An Alfred Workflow

Short Description

Manage virtual MFA devices

Last Updated

02 Jun 2021


Mountain Lion
Snow Leopard
Yes Yes Yes Yes Yes



Bundle ID




Like Authy, OTP Auth, Okta Verify, etc., but using your Mac and a SQLite database.


The data stored is as sensitive as your passwords. If someone gains access to your database they can create copies of every virtual MFA device you have stored.

I recommend storing the database locally, or using a cloud storage service with end-to-end encryption. Eg., Sync.com.


OTP relies on a few packages to generate tokens, import QR codes, and generate QR codes

brew install oath-toolkit zbar qrencode

Adding a device

Virtual MFA devices typically have two fields: Issuer (the provider or service the device is associated with) and Account (usually the username you use to login).

OTP adds an (optional) explicit Username field. This can be useful when you have multiple logins to the same account. Eg., an AWS account where you have separate MFA devices for different IAM users.

You can add a device with its QR code or with its secret key.

  • To use a QR code, either copy the image to the clipboard or save the image to a file. When OTP finds a valid QR code in the clipboard (or you import from a file) it will fill in the form fields for you.

  • When a provider shows the QR code there should be an option to show the secret key instead.
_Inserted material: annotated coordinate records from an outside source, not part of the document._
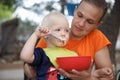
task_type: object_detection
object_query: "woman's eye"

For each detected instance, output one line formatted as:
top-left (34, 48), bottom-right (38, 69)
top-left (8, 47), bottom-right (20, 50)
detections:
top-left (65, 29), bottom-right (69, 32)
top-left (55, 29), bottom-right (60, 31)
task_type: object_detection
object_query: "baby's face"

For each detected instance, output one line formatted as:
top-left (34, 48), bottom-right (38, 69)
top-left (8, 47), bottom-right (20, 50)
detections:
top-left (49, 22), bottom-right (69, 47)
Copy and paste that into the form when prompted.

Getting a token

OTP will show the current token under each of your devices. Selecting one will copy the code to the clipboard.

  • Ctrl - Automatically paste the code to the frontmost app
  • Shift - Show the code using Large Type
  • Ctrl + Shift - Automatically paste the code to the frontmost app and "press" return
  • Cmd - Show the MFA device's QR code (to scan into your favorite phone app)
  • Fn - Delete the MFA device from the database

OTP will also search recent Messages for authentication codes.